9. Dudleya abramsii Rose in N. L. Britton and J. N. Rose, New N. Amer. Crassul. 14. 1903.
Abrams’s dudleya or liveforever
Caudices simple or apically branching and cespitose, 0.5-8 × 1-3 cm, axillary branches absent. Leaves: rosettes 1-100+, in clumps or not, 10-20(-30)-leaved, 2-8(-15) cm diam.; blade green, mostly linear or elliptic or oblong to oblong-lanceolate or tapering from base, 1-6(-11) × 0.2-1.2(-2) cm, 2-4 mm thick, base 0.5-1.5(-2) cm wide, apex acute to subacuminate, often apiculate, surfaces not farinose, glaucous (at least when young). Inflorescences: cyme 1-4-branched, narrowly obpyramidal; branches not twisted (flowers on topside), simple or 1-3 times bifurcate; cincinni 2-3, 2-10(-18)-flowered, scarcely circinate, 3-15 cm; floral shoots 2-25 × 0.1-0.4(-0.6) cm; leaves 5-20, ascending, triangular-lanceolate, 4-40 × 2-11 mm, apex acute. Pedicels erect, not bent in fruit, 1-5(-17) mm.
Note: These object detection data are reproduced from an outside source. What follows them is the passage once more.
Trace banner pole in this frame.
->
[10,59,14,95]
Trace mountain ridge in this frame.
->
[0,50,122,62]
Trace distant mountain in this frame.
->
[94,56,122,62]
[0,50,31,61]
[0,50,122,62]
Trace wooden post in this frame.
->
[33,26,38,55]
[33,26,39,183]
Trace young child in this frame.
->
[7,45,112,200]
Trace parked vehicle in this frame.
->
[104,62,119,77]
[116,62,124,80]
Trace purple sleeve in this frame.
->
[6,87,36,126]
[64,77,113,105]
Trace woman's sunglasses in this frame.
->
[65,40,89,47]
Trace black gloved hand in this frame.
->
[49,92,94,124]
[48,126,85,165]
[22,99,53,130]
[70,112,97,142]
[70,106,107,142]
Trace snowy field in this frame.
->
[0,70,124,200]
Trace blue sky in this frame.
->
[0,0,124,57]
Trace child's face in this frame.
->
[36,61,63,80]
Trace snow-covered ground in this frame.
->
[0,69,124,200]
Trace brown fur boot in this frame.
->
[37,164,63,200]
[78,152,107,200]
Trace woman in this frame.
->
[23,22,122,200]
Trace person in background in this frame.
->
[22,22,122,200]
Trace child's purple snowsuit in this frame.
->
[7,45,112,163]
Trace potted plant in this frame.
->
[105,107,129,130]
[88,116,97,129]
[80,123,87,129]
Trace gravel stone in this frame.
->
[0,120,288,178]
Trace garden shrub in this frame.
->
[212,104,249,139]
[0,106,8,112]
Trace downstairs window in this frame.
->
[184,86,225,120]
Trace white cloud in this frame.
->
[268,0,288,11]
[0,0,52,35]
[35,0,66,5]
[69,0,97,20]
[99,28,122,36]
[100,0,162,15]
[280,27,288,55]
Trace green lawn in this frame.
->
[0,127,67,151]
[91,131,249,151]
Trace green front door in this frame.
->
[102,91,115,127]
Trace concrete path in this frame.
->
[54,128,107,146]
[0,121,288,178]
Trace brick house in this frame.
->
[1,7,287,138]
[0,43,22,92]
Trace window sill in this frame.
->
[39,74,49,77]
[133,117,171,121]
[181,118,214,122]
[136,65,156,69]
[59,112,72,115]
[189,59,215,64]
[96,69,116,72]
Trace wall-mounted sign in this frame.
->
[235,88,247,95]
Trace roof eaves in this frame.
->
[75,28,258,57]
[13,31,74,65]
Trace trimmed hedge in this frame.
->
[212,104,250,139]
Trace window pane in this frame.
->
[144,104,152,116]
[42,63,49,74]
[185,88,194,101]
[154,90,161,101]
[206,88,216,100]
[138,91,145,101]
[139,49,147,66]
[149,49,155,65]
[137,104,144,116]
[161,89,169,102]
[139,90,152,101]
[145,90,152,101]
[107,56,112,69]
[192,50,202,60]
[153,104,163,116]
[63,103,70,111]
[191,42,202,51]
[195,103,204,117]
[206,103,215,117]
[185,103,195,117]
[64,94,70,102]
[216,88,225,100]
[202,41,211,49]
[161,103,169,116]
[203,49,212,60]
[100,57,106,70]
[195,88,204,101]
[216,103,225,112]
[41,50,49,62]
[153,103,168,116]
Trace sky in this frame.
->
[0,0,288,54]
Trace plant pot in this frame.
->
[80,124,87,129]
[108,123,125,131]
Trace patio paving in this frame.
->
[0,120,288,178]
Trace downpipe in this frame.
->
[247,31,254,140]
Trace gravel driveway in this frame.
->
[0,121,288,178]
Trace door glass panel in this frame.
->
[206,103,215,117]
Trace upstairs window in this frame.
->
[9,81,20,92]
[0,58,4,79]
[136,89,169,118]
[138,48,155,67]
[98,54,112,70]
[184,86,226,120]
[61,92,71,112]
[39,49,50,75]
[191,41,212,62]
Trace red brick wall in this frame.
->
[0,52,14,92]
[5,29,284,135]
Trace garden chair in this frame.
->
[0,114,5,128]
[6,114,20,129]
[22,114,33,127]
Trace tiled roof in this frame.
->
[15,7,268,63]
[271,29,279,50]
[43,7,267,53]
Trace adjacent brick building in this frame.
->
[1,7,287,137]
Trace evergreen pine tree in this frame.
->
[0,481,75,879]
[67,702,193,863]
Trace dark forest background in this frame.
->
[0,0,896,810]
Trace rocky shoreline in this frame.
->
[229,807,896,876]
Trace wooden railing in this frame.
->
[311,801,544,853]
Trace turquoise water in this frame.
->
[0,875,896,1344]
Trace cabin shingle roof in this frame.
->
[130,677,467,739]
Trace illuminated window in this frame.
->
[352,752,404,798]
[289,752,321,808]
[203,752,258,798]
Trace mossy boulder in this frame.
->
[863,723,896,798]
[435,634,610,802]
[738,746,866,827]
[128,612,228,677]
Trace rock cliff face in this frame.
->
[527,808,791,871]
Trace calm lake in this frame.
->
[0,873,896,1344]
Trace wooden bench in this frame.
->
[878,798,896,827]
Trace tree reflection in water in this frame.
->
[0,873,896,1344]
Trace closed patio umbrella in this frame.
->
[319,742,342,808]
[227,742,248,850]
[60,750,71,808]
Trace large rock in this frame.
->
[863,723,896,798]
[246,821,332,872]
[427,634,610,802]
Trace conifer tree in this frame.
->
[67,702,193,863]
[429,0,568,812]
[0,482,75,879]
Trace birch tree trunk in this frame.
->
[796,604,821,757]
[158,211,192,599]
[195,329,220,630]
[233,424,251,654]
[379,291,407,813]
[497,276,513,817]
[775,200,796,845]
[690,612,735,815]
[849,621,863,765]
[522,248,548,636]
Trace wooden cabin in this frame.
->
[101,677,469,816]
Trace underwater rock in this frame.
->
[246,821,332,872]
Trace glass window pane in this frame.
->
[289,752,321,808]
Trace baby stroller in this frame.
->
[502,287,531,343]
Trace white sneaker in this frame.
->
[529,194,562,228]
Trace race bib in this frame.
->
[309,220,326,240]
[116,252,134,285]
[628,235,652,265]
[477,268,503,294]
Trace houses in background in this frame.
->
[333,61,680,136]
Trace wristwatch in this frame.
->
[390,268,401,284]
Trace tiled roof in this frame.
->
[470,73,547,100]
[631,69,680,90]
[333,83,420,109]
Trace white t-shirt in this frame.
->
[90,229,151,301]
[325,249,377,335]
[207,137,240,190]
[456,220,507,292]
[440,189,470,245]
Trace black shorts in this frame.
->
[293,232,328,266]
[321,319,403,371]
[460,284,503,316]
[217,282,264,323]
Flowers: calyx 3-7 × 2-7 mm; petals connate 1-3(-4.5) mm, mostly pale yellow, straw yellow, or almost white, rarely bright yellow, commonly red-lineolate especially on keel, 5-16(-18) × 1.5-4.5 mm, (margins often somewhat erose), apex acute, with tips mostly erect; pistils connivent, erect. Unripe follicles erect. 2n = 34.
Subspecies 7 (7 in the flora): California, nw Mexico.
Dudleya abramsii, a widespread diploid, is largely montane, growing mostly on granite or limestone, but its northwestern subspp. bettinae, murina, and setchellii are local at lower elevations, on serpentine. It forms small clumps, 2-11 cm in diameter. From the widespread diploid D. cymosa, generally a larger plant, it is nearly distinct in its mostly cespitose, narrow-leaved rosettes and simple cyme branches, and distinctively, the antisepalous stamens are adnate higher on the corolla tube than the epipetalous and are often 1-2 mm longer. The petals commonly much exceed the stamens and pistils, and the pistils are attenuate. Both species are variable, and subsp. costatifolia is somewhat intermediate.
Five of the six subspecies are very similar, with only small differences, and only subsp. costatifolia is more distinctive.
SELECTED REFERENCE Moran, R. V. 1952. Dudleya abramsii Rose. Desert Pl. Life 24: 16-17.